Hi, does anyone know of a cafe in London near Liverpool St that's open for takeaway? I'm travelling through tomorrow morning, and it's a bit hard to figure out which of the normally excellent selection of cafes are running at the moment.

JJ


----------



## jaffro (Oct 6, 2015)

I haven't been in since before lockdown (I work near Liverpool Street) so I'm not sure what still open. Looks like notes and department of coffee and social affairs are both closed.

Since it's just over the road it might be worth seeing if Nude is open on the side of Spitalfields.

There's also the little pop up place inside Spitalfields market that serves climpson and sons. Can't find much info on that one either but could be worth seeing about.

A bit further a walk away there's Association or Curators, but again can't find any info on whether they're open or not!


----------



## spasypaddy (Apr 11, 2016)

the rapha shop is open and they serve good coffee.

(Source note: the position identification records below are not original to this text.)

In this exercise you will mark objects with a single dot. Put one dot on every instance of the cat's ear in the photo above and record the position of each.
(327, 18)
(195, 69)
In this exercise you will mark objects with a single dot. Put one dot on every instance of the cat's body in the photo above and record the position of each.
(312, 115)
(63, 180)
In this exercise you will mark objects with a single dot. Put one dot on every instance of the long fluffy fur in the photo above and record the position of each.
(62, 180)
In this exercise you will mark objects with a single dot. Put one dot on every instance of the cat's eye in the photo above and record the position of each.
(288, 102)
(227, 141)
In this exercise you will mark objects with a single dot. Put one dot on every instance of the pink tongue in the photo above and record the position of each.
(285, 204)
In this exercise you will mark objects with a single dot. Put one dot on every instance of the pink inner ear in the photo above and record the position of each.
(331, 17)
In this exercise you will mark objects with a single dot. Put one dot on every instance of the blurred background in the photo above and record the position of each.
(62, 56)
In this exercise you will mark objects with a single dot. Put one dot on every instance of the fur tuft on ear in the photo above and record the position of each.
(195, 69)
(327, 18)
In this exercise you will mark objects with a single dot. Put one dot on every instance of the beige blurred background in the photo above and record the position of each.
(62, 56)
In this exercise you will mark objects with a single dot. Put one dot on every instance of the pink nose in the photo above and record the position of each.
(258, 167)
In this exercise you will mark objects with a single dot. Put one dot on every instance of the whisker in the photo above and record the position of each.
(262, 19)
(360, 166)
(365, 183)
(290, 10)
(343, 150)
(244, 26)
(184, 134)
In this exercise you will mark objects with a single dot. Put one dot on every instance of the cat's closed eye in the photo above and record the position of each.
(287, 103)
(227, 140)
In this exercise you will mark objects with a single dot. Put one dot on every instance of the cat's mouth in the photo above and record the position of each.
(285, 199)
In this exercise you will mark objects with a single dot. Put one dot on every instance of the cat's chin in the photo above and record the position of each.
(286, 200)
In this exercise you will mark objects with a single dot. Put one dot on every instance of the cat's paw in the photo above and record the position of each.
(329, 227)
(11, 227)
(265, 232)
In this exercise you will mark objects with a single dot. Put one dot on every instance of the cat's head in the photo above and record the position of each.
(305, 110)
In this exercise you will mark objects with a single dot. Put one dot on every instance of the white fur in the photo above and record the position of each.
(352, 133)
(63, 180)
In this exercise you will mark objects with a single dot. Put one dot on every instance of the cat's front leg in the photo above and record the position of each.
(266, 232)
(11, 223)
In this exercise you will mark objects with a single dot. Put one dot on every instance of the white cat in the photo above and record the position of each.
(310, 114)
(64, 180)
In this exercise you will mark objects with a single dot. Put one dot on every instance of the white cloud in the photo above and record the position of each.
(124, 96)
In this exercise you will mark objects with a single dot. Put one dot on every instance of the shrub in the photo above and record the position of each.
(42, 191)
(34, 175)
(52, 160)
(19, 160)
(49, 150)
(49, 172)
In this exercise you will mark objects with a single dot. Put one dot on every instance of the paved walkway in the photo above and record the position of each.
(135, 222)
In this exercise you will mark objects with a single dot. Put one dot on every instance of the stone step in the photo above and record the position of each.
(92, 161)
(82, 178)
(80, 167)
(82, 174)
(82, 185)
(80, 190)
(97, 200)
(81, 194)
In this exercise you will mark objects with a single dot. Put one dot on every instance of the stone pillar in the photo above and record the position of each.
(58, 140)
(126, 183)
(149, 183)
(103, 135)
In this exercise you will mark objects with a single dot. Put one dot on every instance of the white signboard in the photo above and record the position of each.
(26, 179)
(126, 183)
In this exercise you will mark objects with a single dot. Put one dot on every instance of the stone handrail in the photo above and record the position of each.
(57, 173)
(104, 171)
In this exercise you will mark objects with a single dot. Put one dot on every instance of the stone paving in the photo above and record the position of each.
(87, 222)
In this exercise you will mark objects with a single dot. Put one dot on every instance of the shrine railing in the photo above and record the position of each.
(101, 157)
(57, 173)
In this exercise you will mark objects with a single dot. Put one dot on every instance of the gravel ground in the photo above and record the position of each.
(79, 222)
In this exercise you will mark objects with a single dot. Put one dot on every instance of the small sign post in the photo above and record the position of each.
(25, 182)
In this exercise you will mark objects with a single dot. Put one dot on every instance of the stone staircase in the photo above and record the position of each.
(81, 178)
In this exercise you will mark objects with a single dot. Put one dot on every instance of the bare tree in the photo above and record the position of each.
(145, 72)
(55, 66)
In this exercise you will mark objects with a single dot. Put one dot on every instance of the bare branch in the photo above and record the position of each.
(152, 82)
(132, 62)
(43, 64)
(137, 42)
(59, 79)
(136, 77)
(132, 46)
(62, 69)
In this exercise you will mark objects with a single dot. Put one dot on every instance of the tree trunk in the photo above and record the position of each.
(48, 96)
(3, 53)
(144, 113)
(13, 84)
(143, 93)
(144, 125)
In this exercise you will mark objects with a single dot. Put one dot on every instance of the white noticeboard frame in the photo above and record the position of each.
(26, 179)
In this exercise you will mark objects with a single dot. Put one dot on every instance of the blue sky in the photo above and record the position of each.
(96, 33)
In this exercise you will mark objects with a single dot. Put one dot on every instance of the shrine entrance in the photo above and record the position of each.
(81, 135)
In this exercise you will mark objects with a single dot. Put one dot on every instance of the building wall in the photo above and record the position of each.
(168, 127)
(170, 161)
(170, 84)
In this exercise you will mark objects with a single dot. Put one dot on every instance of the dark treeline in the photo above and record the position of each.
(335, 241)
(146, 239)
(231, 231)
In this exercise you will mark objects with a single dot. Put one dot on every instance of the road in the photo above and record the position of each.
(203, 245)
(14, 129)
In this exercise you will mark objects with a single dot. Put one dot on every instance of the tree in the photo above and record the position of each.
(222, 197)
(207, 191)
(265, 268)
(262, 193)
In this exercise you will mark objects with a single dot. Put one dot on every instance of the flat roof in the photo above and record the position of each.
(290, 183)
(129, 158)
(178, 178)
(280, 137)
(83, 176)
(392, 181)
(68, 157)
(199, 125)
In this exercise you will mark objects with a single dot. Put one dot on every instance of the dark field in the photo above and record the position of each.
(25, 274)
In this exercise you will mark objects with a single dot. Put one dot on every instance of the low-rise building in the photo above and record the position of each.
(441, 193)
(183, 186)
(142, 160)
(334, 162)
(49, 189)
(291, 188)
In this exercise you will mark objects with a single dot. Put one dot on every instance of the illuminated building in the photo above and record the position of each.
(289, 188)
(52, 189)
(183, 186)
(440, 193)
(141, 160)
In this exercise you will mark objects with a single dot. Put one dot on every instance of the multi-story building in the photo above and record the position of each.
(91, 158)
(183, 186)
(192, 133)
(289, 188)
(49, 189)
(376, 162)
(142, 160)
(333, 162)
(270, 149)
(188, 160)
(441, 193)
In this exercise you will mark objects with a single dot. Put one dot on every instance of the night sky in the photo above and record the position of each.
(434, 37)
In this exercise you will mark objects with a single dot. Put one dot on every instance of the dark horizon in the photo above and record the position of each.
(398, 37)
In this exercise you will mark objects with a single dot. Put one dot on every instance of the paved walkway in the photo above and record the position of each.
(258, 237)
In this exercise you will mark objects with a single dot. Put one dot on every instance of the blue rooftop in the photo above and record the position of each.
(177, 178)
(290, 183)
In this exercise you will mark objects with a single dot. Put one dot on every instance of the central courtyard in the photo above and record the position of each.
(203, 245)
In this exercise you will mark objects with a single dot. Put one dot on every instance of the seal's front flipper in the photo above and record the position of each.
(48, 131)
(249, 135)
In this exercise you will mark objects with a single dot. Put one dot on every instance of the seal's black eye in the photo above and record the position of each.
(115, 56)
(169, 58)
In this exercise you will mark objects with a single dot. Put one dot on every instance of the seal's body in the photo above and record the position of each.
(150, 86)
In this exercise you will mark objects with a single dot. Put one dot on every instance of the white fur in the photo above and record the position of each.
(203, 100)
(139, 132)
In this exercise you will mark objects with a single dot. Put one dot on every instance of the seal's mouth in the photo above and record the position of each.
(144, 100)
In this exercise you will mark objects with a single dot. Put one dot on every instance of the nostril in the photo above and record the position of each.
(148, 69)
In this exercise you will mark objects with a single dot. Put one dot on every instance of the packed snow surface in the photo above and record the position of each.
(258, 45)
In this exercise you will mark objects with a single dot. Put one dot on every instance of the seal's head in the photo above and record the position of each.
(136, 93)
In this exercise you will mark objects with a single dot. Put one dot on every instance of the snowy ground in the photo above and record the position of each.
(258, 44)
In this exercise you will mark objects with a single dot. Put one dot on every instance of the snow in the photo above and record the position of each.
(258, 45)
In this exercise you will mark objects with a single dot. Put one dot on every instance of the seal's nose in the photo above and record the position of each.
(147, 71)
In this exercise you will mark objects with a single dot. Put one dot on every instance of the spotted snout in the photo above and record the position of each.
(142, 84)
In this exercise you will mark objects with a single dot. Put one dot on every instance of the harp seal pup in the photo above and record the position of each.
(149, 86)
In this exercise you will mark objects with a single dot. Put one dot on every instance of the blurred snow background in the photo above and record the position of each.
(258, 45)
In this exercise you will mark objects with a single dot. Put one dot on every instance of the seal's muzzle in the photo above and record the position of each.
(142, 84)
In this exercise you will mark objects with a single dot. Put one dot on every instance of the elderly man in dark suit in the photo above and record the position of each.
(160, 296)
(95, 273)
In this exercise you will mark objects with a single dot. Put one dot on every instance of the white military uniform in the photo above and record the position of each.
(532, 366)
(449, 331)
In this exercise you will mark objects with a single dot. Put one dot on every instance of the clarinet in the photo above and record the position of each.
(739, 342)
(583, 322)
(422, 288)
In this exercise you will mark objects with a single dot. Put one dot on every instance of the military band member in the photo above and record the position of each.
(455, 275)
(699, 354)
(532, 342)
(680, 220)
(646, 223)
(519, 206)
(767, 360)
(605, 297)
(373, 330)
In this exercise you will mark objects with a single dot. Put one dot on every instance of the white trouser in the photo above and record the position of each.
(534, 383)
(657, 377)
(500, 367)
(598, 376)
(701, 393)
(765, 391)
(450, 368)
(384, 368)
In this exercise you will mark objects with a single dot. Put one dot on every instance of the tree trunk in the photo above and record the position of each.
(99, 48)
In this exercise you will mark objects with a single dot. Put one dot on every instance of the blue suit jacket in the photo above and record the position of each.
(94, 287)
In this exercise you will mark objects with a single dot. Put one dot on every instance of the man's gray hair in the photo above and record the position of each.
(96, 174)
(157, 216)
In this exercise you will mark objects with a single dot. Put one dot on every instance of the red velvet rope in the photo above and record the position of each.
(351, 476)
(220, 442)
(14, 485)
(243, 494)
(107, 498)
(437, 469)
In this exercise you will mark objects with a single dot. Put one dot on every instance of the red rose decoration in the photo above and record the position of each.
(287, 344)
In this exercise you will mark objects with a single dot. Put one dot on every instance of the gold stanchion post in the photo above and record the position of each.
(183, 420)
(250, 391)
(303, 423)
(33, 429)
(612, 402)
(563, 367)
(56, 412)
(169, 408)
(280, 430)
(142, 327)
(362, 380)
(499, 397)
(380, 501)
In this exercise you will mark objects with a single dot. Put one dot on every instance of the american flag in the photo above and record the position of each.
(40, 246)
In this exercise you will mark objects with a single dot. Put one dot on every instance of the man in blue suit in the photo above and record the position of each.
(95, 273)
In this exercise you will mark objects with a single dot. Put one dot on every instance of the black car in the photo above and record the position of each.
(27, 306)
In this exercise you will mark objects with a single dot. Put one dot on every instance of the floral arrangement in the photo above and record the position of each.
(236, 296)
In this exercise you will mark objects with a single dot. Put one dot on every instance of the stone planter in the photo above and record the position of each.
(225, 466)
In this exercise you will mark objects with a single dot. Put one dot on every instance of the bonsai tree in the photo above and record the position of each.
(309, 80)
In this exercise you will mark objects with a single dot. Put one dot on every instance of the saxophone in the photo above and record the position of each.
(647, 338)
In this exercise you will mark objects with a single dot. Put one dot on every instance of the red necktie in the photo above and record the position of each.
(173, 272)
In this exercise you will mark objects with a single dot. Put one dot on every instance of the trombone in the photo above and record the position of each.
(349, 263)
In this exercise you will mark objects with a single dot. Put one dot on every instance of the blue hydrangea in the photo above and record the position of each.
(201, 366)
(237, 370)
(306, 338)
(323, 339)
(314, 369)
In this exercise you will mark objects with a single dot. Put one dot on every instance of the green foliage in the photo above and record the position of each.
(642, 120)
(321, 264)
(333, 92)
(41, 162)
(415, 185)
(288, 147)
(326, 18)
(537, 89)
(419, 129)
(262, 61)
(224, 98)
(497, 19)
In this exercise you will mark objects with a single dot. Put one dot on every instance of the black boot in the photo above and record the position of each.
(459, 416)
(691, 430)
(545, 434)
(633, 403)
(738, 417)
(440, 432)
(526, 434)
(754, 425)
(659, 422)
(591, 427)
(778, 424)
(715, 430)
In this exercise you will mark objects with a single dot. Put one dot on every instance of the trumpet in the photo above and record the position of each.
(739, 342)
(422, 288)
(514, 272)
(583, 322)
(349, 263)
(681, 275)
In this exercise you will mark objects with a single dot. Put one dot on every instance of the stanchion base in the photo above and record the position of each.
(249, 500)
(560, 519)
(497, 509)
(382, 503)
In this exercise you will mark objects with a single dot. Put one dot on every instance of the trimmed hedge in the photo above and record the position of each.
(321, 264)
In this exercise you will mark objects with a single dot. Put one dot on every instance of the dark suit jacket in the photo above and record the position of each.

https://www.rapha.cc/gb/en/clubhouses/londonspitalfields


----------



## jjstorgaard (Jan 19, 2019)

Thank you both for your recommendations. It's really unclear whether Notes is open, but since Rapha is definitely open and looks nice, I'll probably go with that. It's a strange situation, normally I feel so spoilt for choice of coffee when I go to London.

JJ


----------



## dwalsh1 (Mar 3, 2010)

Rapha is full of posers imo. Black sheep coffee right outside Aldgate station open at 0700 for takeaway. That's a 3 minute walk from Liverpool Street station.


----------